To create the notebook:

  1. Go to your Databricks workspace, click New Icon New in the sidebar, and select Notebook.

  2. Give your notebook a name, such as Hello Airflow, and make sure the default language is set to Python.

  3. Copy the following Python code and paste it into the first cell of the notebook.

    dbutils.widgets.text("greeting", "world", "Greeting")
    greeting = dbutils.widgets.get("greeting")
    
  4. Add a new cell below the first cell and copy and paste the following Python code into the new cell:

    print("hello {}".format(greeting))
    

Create a job

  1. Click Workflows Icon Workflows in the sidebar.

  2. Click Create Job Button.

    The Tasks tab appears with the create task dialog.

    Create first task dialog
  3. Replace Add a name for your job… with your job name.

  4. In the Task name field, enter a name for the task, for example, greeting-task.

  5. In the Type drop-down menu, select Notebook.

  6. In the Source drop-down menu, select Workspace.

  7. Click the Path text box and use the file browser to find the notebook you created, click the notebook name, and click Confirm.

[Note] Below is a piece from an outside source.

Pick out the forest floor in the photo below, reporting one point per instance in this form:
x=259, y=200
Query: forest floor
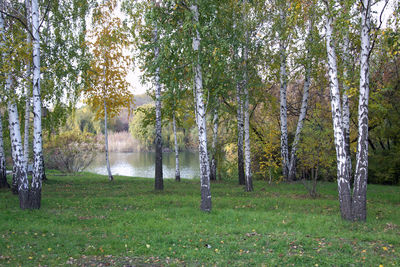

  8. Click Add under Parameters. In the Key field, enter greeting. In the Value field, enter Airflow user.

  9. Click Create task.

In the Job details panel, copy the Job ID value. This value is required to trigger the job from Airflow.

Run the job

To test your new job in the Databricks Jobs UI, click Run Now Button in the upper right corner. When the run completes, you can verify the output by viewing the job run details.

Create a new Airflow DAG

You define an Airflow DAG in a Python file. To create a DAG to trigger the example notebook job:

  1. In a text editor or IDE, create a new file named databricks_dag.py with the following contents:

    from airflow import DAG
    from airflow.providers.databricks.operators.databricks import DatabricksRunNowOperator
    from airflow.utils.dates import days_ago
    
    default_args = {
      'owner': 'airflow'
    }
    
    with DAG('databricks_dag',
      start_date = days_ago(2),
      schedule_interval = None,
      default_args = default_args
      ) as dag:
    
      opr_run_now = DatabricksRunNowOperator(
        task_id = 'run_now',
        databricks_conn_id = 'databricks_default',
        job_id = JOB_ID
      )
    

    Replace JOB_ID with the value of the job ID saved earlier.

  2. Save the file in the airflow/dags directory. Airflow automatically reads and installs DAG files stored in airflow/dags/.

Install and verify the DAG in Airflow

To trigger and verify the DAG in the Airflow UI:

  1. In a browser window, open http://localhost:8080/home. The Airflow DAGs screen appears.

  2. Locate databricks_dag and click the Pause/Unpause DAG toggle to unpause the DAG.

  3. Trigger the DAG by clicking the Trigger DAG button.

  4. Click a run in the Runs column to view the status and details of the run.